Sami had a vision of visiting the Kindertransport Museum with her mother in Vienna the year before. Eight decades earlier, Sami’s grandmother had been put on a train out of Poland to escape the Nazis. In the Vienna museum, she and her mother had stared at a photo of a Jewish child gazing earnestly into the camera, a crumpled sign pinned to her dress, reading: "My name is Margot. I am five years old. Please be good to me." There were thousands of Margots. Just children, packed onto trains fleeing the death camps, resting their hopes on an unscheduled stop.
"Aren’t you going with her?" the guard asked.
"Oh we don’t know each other," Betty said. "She’s just been helping me. She’s carried my bag and everything." She looked at Sami in mild disbelief.
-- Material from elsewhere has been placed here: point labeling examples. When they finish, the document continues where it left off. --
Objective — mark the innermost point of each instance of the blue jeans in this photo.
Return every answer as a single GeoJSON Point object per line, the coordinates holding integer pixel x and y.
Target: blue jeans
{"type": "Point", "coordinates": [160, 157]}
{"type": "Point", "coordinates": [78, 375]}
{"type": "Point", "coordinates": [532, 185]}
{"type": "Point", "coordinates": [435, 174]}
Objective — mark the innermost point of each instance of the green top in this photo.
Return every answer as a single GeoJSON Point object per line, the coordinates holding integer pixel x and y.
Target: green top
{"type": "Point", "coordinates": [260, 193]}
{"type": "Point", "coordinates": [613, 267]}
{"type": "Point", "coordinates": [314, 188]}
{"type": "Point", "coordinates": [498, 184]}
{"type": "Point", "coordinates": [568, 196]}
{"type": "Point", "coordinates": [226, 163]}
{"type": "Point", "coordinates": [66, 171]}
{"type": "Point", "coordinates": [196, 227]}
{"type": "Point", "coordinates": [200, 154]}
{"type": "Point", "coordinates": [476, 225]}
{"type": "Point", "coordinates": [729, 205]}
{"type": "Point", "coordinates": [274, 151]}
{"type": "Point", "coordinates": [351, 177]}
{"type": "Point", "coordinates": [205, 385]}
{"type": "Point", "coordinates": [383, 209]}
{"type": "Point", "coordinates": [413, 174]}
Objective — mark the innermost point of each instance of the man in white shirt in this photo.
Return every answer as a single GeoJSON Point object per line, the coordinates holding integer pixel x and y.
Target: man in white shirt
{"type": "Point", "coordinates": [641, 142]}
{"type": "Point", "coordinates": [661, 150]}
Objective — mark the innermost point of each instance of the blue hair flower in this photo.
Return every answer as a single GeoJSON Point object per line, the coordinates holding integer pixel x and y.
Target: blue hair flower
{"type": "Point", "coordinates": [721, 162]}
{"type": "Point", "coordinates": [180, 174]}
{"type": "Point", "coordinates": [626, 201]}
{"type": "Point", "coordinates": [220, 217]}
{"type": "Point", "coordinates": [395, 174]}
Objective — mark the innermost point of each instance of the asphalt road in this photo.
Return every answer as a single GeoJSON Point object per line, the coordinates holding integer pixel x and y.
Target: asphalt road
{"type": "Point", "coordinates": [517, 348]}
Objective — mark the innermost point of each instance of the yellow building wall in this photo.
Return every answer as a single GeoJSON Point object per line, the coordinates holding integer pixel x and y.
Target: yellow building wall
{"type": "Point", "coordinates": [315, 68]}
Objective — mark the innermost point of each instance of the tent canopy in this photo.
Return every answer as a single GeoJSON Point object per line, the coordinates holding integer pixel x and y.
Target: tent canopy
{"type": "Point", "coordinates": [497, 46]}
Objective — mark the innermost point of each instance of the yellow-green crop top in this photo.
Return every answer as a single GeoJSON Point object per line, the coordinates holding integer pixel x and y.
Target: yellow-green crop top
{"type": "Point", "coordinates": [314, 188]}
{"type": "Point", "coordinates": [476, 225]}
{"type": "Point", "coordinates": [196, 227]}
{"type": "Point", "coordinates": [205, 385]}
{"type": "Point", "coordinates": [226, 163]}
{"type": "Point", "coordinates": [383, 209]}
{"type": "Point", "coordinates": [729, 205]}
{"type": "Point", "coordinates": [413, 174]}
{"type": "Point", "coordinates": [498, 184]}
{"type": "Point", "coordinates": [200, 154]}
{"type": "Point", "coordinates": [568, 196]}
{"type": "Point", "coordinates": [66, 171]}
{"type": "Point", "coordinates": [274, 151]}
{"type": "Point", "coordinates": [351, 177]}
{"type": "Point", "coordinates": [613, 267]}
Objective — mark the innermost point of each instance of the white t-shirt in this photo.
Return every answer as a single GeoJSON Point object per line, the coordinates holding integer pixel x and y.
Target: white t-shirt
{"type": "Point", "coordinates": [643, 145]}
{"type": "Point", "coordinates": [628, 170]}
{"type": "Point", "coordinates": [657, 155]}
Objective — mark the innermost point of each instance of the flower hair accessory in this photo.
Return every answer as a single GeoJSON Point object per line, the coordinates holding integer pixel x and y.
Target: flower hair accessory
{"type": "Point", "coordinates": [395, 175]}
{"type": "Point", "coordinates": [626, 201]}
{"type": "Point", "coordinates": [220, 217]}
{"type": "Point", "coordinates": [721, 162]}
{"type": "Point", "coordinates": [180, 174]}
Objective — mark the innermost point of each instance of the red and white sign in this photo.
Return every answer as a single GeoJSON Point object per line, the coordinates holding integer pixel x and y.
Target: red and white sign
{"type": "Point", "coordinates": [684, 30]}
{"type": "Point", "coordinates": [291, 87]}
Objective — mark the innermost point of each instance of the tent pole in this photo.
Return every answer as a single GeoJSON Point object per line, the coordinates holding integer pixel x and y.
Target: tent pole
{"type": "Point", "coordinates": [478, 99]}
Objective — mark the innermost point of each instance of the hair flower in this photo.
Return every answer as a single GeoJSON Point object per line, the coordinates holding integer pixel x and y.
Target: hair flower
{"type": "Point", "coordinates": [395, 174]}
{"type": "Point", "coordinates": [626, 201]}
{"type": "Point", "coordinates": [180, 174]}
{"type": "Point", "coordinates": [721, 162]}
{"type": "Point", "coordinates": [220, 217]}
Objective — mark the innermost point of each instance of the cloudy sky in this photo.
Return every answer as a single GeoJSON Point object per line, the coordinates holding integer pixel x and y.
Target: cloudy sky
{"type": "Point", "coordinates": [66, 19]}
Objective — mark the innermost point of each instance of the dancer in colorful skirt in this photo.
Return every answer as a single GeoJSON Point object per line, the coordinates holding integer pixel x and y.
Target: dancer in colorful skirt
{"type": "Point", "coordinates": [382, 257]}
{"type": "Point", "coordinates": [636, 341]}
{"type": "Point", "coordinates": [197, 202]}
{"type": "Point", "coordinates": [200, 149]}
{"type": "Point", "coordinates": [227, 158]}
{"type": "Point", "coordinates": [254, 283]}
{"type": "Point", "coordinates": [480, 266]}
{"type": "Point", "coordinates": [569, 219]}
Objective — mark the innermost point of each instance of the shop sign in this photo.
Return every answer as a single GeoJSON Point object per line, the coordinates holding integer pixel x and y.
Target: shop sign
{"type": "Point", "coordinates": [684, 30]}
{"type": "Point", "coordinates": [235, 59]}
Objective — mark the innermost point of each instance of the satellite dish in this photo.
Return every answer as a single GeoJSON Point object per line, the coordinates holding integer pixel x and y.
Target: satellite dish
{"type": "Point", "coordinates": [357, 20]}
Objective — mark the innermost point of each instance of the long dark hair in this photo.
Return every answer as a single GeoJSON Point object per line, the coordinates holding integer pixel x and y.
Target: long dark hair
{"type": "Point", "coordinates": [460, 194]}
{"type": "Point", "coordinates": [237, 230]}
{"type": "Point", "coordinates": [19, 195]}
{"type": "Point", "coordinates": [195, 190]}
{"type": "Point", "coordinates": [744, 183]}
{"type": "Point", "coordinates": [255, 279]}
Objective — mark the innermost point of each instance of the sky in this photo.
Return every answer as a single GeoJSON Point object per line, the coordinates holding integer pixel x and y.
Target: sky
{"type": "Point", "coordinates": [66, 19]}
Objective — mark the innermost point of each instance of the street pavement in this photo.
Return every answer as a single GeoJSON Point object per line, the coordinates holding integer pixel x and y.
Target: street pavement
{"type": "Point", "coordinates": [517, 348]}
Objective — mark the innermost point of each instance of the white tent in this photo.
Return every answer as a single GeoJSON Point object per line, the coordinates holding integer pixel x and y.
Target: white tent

"Do you want me to come with you?" Sami asked. She was tired, but she could go to the airport, it would be better than Betty having to miss her flight alone. "I’m coming with you."
"Oh no, no, thank you," Betty said.
"Are you sure?" Sami asked. With embarrassment, she realised she had begun to cry.
Betty looked at her in surprise. The guard cleared his throat.
"OK then," Sami said, touching her arm as she turned away. "Bye. Good luck." She was walking back towards the escalator when she heard a voice call out: "What’s your name?" and she turned, but her answer was drowned into oblivion by the noise of an express train rushing through the platform, lifting an old woman’s white hair into the air, moving so fast it would never stop.